71. If an application for legal aid is unsuccessful the local authority will wish to take this into account when assessing how much they will contribute to legal costs. A local authority is not required to cover the full cost of an application for a kinship care order (although they may). However, they must provide financial support towards this cost as set out in article 4(b) of the 2016 Order. This is intended to bridge some of any gap in funding for the application. Local authorities will wish to consider the merits of each case before determining their financial contribution.

Application for kinship care assistance

72. Kinship care assistance of the type described in article 4(a), (b)(i), (c), (d)(i), (e)(i), (f)(i) and (g)(i) - that is, information and advice - should be available to eligible children, kinship carers and guardians without any particular application procedure.

73. Article 7 of the 2016 Order states that a person who seeks kinship care assistance of a type described in article 4(b)(ii), (d)(ii), (e)(ii), (f)(ii) or (g)(ii) - that is, in the form of an allowance or financial support towards the cost of an application for a kinship care order - must apply to a local authority.

74. A local authority must publish information on the application process for kinship care assistance of this type as set out in article 9(1)(c) of the 2016 Order. It is not intended that this should be an onerous or lengthy process, and local authorities may design the application process to best fit their own needs.

Notification of a decision on kinship care assistance

75. Article 8(1) of the 2016 Order states that a local authority must notify a person who applies for kinship care assistance in the form of financial support or an allowance as described in article 7 of its decision and the reasons for that decision as soon as reasonably practicable (it is recommended that this should normally be 4 weeks from the date of application to the local authority).
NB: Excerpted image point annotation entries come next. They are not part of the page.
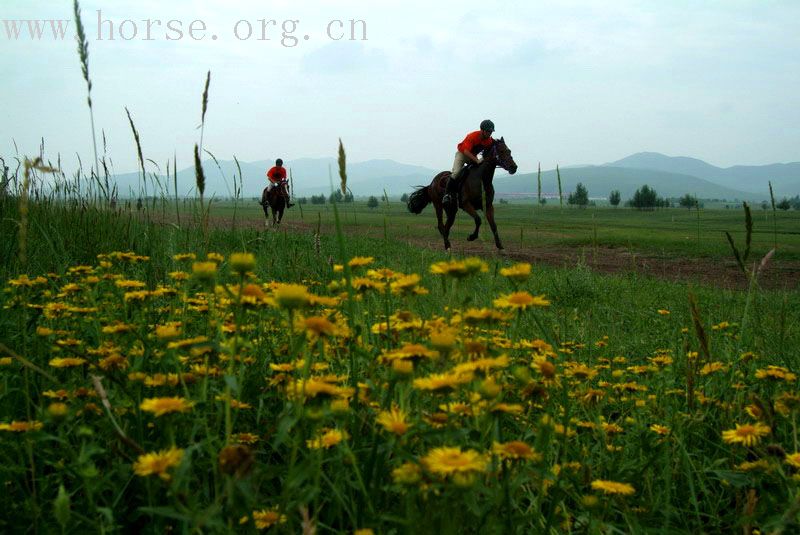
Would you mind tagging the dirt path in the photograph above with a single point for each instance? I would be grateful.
(776, 275)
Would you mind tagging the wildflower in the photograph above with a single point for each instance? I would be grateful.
(746, 435)
(451, 461)
(393, 421)
(22, 427)
(517, 272)
(515, 450)
(520, 301)
(67, 362)
(407, 474)
(613, 487)
(266, 518)
(241, 263)
(659, 429)
(162, 406)
(328, 439)
(712, 367)
(157, 463)
(793, 459)
(204, 271)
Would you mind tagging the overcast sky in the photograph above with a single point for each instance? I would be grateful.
(567, 82)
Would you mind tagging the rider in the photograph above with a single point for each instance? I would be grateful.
(475, 143)
(276, 175)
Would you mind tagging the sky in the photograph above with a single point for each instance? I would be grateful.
(568, 82)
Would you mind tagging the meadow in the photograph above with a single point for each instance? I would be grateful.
(343, 374)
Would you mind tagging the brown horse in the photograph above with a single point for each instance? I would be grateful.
(475, 186)
(275, 198)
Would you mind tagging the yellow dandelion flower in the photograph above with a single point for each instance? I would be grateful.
(520, 301)
(266, 518)
(67, 362)
(157, 463)
(747, 435)
(793, 459)
(613, 487)
(22, 427)
(450, 461)
(162, 406)
(394, 421)
(515, 450)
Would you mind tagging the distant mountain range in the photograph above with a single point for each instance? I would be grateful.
(670, 176)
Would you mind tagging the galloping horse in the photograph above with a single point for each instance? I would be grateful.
(470, 196)
(275, 198)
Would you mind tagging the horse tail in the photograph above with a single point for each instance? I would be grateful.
(419, 200)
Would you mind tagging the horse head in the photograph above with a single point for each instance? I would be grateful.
(501, 154)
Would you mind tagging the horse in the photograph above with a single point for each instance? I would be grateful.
(275, 198)
(472, 191)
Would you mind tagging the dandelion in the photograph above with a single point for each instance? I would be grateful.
(515, 451)
(291, 296)
(66, 362)
(520, 301)
(394, 421)
(266, 518)
(517, 272)
(613, 487)
(162, 406)
(747, 435)
(451, 461)
(157, 463)
(793, 459)
(21, 427)
(328, 439)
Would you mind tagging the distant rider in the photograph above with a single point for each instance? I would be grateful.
(475, 143)
(276, 176)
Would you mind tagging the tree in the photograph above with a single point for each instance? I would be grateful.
(645, 198)
(688, 201)
(580, 196)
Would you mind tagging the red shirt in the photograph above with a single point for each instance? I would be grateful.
(475, 143)
(276, 174)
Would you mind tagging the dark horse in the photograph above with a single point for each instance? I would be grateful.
(475, 187)
(275, 198)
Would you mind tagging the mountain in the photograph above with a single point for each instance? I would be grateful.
(601, 180)
(785, 178)
(310, 176)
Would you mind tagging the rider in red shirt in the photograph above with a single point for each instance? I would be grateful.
(468, 150)
(276, 175)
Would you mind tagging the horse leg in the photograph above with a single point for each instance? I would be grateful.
(493, 225)
(475, 217)
(451, 218)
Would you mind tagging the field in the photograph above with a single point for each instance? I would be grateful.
(160, 377)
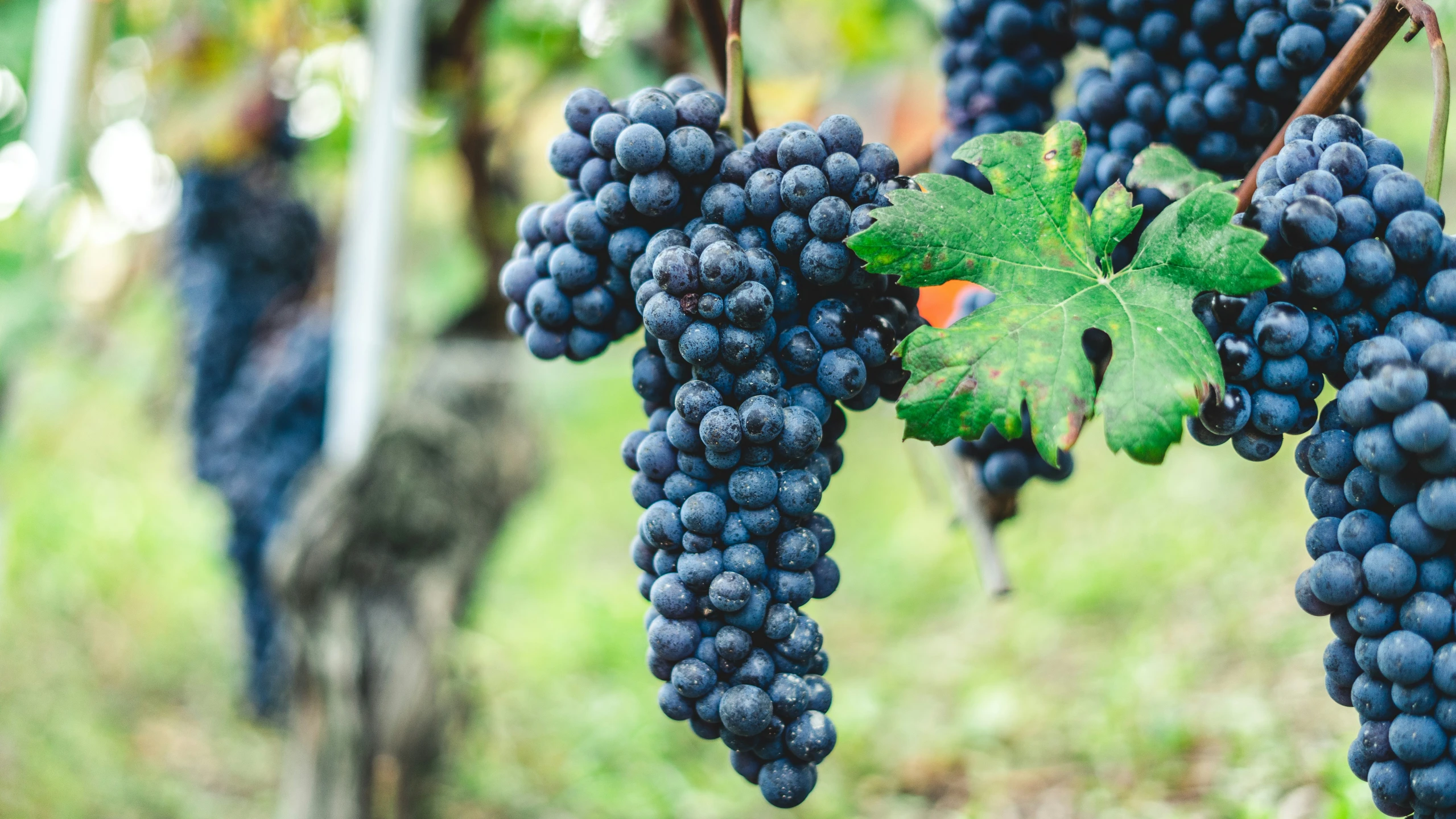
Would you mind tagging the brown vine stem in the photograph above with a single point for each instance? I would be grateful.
(1424, 16)
(1340, 77)
(735, 85)
(714, 27)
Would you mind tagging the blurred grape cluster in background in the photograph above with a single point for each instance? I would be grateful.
(1150, 663)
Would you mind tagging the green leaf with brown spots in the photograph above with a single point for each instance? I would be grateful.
(1034, 245)
(1170, 171)
(1113, 220)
Where the applicant disagrees with the decision they should be provided with information about the local authority's complaints procedure.

76. Article (8)(2)(a) of the 2016 Order states that a local authority must notify a person who is eligible for kinship care assistance in the form of financial support or an allowance with details of the way the amount has been determined. Article (8)(2)(b) states that, where kinship care assistance is to be paid by instalments, the local authority must give notification of the amount of each instalment, the frequency of the payment, the period for which kinship care assistance is to be paid and the date of the first payment. Local authorities may make a decision to make a single payment of financial assistance. If so, article (8)(2)(c) states that they must give notification of the amount and the date the payment is to be made.

77. It is recommended that any entitlement to a financial allowance provided as kinship care assistance is reviewed annually by a local authority. Where there is a change of circumstance, it is recommended that a kinship carer notifies the local authority as soon as is reasonably practicable.

Publication of information on kinship care assistance

78. Under article 9 of the 2016 Order, a local authority must publish information in relation to the provision of kinship care assistance in that local authority's area, including:

a) the local authority's policy in relation to the provision of kinship care assistance;

b) the local authority assessment criteria for a kinship care placement;

c) the local authority's application process for kinship care assistance in relation to a financial allowance or financial support towards the cost of an application;

d) the rate at which allowances are payable:

e) any further information that the local authority considers relevant.

79. A local authority must keep published information under review and, where appropriate, publish revised information. The information should be provided in a timely and accessible manner. Information should be available in a range of languages and formats on request. It is recommended that local authorities should include information about their complaints procedures within their publication of information on kinship care assistance.